The dominant theme of the new guidance on services for upper gastro-intestinal (UGI) cancers (see box 1) is the need for greater specialisation. A wide-ranging review of research evidence, summarised in the latest Effective Health Care bulletin, reveals the magnitude of the gulf between outcomes that prevail in England and Wales and outcomes achieved elsewhere (see box 2).

1Together, cancers of the UGI system - oesophagus, stomach and pancreas - account for almost 10 per cent of cancers in men and about 7.5 per cent in women. These are tumours for which the prognosis is often poor; only about a quarter of patients remain alive a year after diagnosis in the UK.

The research review reveals some of the reasons for the gloomy prognosis. The first problem is that cancer may not be diagnosed until it is far advanced because early symptoms, notably dyspepsia, are very common and rarely due to cancer. These symptoms may not, therefore, be investigated. The guidance calls for increased availability of open access endoscopy services and draws attention to the influence of the patient's age on cancer risk.

Potentially curative surgery may be possible when cancer is diagnosed sufficiently early, but it can be difficult and hazardous. Rates of morbidity and mortality for resection of UGI cancers are among the highest of any elective surgical procedures.

For example, procedure-related mortality from surgery for pancreatic cancer in Yorkshire is almost 18 per cent - eight times that for coronary artery bypass grafts. The call for specialised management is based partly on the discrepancy between such figures as this and those achieved by specialist centres (see box 2), and partly on consistent evidence for associations between higher patient numbers and better outcomes in these types of cancer.

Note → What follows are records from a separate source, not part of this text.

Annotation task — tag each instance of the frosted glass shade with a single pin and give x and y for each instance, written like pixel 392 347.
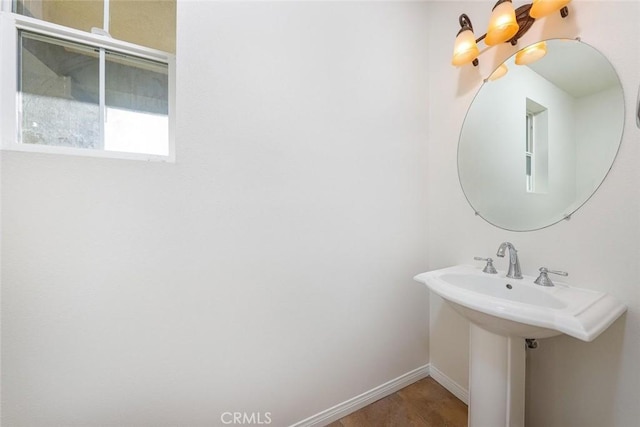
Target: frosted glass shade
pixel 502 24
pixel 499 72
pixel 531 53
pixel 465 48
pixel 541 8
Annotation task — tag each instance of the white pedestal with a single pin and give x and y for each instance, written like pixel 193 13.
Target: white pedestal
pixel 496 379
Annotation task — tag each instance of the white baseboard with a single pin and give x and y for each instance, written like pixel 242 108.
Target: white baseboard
pixel 456 389
pixel 345 408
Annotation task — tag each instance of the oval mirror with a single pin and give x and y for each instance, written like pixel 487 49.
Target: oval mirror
pixel 538 142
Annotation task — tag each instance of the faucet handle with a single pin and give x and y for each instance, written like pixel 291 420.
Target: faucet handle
pixel 544 280
pixel 489 268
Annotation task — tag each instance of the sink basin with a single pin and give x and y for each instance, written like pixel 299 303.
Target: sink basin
pixel 519 307
pixel 502 313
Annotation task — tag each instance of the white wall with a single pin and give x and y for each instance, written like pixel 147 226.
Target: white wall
pixel 269 269
pixel 570 383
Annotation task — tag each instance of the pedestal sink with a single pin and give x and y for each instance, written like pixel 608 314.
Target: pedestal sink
pixel 503 313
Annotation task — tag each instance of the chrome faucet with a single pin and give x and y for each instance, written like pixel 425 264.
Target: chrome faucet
pixel 514 263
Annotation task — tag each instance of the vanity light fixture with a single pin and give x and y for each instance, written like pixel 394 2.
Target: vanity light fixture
pixel 531 53
pixel 506 24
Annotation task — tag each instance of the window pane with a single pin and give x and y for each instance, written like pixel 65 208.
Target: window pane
pixel 78 14
pixel 137 105
pixel 150 23
pixel 59 93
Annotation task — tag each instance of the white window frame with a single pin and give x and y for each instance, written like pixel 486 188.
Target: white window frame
pixel 10 24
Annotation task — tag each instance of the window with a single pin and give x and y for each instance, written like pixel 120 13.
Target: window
pixel 536 148
pixel 77 89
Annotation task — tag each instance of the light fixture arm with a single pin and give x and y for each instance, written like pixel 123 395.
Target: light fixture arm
pixel 524 20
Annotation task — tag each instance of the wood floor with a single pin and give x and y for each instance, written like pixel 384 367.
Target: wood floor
pixel 422 404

Services in England and Wales have been fragmented and poorly organised. The structure of services recommended in Improving Outcomes in Upper Gastro-intestinal Cancers: the manual is intended to remedy these deficiencies. Patients will be managed by a network of specialist teams based in large cancer units and cancer centres and serving populations for which minimum sizes have been specified (see box 3).

Initial diagnosis will be carried out by diagnostic teams working at local hospitals, which will refer patients to specialist teams for further assessment and treatment. There will also be local cancer care teams that will include members of the local diagnostic team; these teams will provide palliative interventions in accordance with agreed local network policy. The key recommendations agreed by the national cancer guidance group UGI editorial committee are given in The Manual and precised in the summary for GPs and primary healthcare teams (see box 4).

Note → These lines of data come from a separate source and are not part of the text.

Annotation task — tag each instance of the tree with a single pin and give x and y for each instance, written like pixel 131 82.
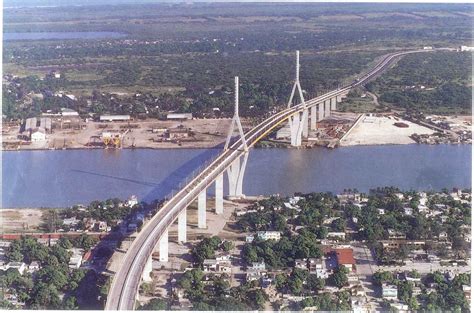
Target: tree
pixel 75 278
pixel 382 277
pixel 61 254
pixel 314 283
pixel 256 298
pixel 64 243
pixel 51 220
pixel 44 296
pixel 155 304
pixel 53 276
pixel 339 277
pixel 227 246
pixel 85 242
pixel 69 303
pixel 281 281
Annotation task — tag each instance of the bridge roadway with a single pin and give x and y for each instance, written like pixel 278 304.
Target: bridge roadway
pixel 126 281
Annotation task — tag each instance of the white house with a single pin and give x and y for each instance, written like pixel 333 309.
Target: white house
pixel 20 266
pixel 133 200
pixel 269 235
pixel 38 135
pixel 69 112
pixel 389 291
pixel 33 267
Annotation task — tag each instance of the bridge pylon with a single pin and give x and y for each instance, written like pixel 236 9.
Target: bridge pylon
pixel 235 173
pixel 299 122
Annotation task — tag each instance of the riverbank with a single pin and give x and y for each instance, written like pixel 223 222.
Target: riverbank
pixel 21 220
pixel 340 129
pixel 64 178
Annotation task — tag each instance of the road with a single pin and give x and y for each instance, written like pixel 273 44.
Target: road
pixel 126 281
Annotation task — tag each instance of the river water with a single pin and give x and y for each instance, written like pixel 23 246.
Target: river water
pixel 67 177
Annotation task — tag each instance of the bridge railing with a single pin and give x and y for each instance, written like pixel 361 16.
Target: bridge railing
pixel 191 176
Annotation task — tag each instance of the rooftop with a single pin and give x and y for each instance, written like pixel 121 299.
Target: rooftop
pixel 345 256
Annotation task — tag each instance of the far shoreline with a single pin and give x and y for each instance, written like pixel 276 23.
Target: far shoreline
pixel 287 146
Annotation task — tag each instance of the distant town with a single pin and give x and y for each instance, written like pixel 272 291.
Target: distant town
pixel 385 250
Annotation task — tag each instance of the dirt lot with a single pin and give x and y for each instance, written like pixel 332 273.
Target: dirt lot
pixel 381 130
pixel 14 220
pixel 205 133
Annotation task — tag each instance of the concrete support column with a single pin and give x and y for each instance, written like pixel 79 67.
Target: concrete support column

Management by specialist multidisciplinary teams is likely to lead to changes in patterns of treatment, particularly more widespread use of chemotherapy. More patients will receive active treatment for their cancers but this could, paradoxically, reduce hospitalisation times.

Inevitably, improving outcomes will require additional funding. The annual cost of implementing the recommendations in The Manual has been estimated at£87.5m, but there is considerable uncertainty around this figure.

The main areas in which higher costs will be incurred are chemotherapy, centralisation of surgical services and increased use of resection, rapid-access endoscopy services, and new diagnostic equipment.

REFERENCE

1 NHS Centre for Reviews and Dissemination. Management of Upper Gastro-intestinal Cancers. Effective Health Care 2000; 6 (4).